FG: Wenn wir den Rahmenvertrag unterzeichnen, sind wir derart in der Hand der EU, da wäre es konsequenter, gleich Mitglied der EU zu werden.

Das ist gut möglich. Aber wenn das unter den Bedingungen des Rahmenabkommens zutrifft, dann ist das Problem ohne Rahmenabkommen noch ausgeprägter. Solange die Schweiz am europäischen Binnenmarkt teilnehmen will, wird sie sich an europäische Regeln halten müssen. Heute kann die EU beliebig Druck machen auf die Schweiz, wenn ihr etwas nicht passt. Sie kann die Börsenäquivalenz aussetzen, sie kann die schweizerische Medtech-Branche unter Druck setzen und die Schweiz kann nichts dagegen tun. Im Rahmenabkommen hätte die Schweiz Zugang zu einem verbindlichen Streitschlichtungsmechanismus. Das machtpolitische Powerplay der EU würde eingedämmt, die Schweiz wäre also weniger “in der Hand” der EU. 

FG: […] langfristig wird [durch die Unterzeichnung des Rahmenabkommens] unser überdurchschnittliches Volkseinkommen an die EU angeglichen.
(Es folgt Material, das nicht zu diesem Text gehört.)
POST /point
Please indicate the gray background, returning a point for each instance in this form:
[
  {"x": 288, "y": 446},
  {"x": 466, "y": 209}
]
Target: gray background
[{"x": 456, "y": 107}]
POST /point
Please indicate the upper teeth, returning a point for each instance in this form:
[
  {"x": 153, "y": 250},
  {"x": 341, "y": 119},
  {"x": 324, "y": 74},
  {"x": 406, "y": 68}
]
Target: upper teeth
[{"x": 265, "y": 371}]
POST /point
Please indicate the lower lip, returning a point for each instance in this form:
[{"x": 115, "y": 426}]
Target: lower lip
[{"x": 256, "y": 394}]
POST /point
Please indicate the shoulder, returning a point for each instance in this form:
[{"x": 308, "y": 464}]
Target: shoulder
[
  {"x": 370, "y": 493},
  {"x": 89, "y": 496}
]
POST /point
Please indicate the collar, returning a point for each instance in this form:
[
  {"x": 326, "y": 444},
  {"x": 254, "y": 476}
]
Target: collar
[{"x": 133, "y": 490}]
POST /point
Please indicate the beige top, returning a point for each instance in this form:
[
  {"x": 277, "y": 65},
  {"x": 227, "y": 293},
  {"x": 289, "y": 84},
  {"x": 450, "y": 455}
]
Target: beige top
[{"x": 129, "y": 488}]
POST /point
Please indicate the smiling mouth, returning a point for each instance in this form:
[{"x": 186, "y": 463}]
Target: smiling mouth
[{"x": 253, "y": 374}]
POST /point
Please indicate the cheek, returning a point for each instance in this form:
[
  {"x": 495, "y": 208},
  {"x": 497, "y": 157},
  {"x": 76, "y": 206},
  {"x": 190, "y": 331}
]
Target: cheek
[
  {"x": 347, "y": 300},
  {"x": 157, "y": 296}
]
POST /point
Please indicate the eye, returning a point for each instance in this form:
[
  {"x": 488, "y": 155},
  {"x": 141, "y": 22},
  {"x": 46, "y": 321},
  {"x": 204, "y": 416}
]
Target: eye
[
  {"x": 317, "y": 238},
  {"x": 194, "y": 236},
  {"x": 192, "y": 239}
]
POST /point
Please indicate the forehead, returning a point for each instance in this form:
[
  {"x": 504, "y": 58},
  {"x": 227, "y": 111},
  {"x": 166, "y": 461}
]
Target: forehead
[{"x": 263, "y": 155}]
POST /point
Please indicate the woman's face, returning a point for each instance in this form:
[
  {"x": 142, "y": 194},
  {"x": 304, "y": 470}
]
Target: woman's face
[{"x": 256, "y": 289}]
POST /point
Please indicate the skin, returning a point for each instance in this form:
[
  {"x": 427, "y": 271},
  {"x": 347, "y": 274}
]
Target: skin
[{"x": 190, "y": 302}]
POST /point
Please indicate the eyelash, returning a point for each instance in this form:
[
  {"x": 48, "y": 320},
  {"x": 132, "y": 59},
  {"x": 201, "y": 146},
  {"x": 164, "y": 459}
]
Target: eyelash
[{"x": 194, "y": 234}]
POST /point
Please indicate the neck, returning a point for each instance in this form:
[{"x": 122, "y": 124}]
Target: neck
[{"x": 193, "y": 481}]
Hmm, jetzt haben Sie aber weiter oben gesagt, dass das Volkseinkommen ohne Rahmenabkommen sinken wird. Wenn es sich mit Rahmenabkommen an jenes der EU angleichen wird, heisst das, dass unser Volkseinkommen ohne Rahmenabkommen unter den europäischen Schnitt fällt? Entweder sehen Sie allgemein schwarz für die schweizerische Wirtschaft oder Sie haben sich in einen Widerspruch verwickelt. So oder so nimmt es mich wunder, mit welcher Logik Sie begründen, dass das Rahmenabkommen zu einer Angleichung des Volkseinkommens an die EU führen würde. 

Das wars vom Gantner-Check. Ich freue mich auf Ihre Antwort, Herr Gantner. Für die Vorbereitung Ihres nächsten Interviews empfehle ich Ihnen ein Abonnement des Hauptstadt-Berichts. Es könnte Ihnen dabei behilflich sein, die EU und somit auch die Verhandlungsposition der Schweiz etwas besser zu verstehen.

2 Antworten auf „Der Gantner-Check“

Das Rahmenabkommen, sprich der vorliegende Entwurf zum InstA ist missglückt, das zu leugnen und auf einen Abschluss zu drängen bringt uns nicht weiter. RG hat Recht, da wäre ein Beitritt besser (die Mitgliedstaaten begegnen sich ja – theoretisch zumindest – auf Augenhöhe, und davon kann beim InstA, für die Schweiz keine Rede sein), und wer nicht so weit gehen will kann sich mit dem EWR anfreunden oder sich darauf besinnen dass 7/8 der Weltwirtschaft ausserhalb der EU stattfinden.

Hey das mit den 7/8 mag insgesamt Stimmen wenn es aber um die Schweizer Exporte geht dann finden sich unter den Top 10 Länder in welche die Schweiz exportiert 6 aus der EU.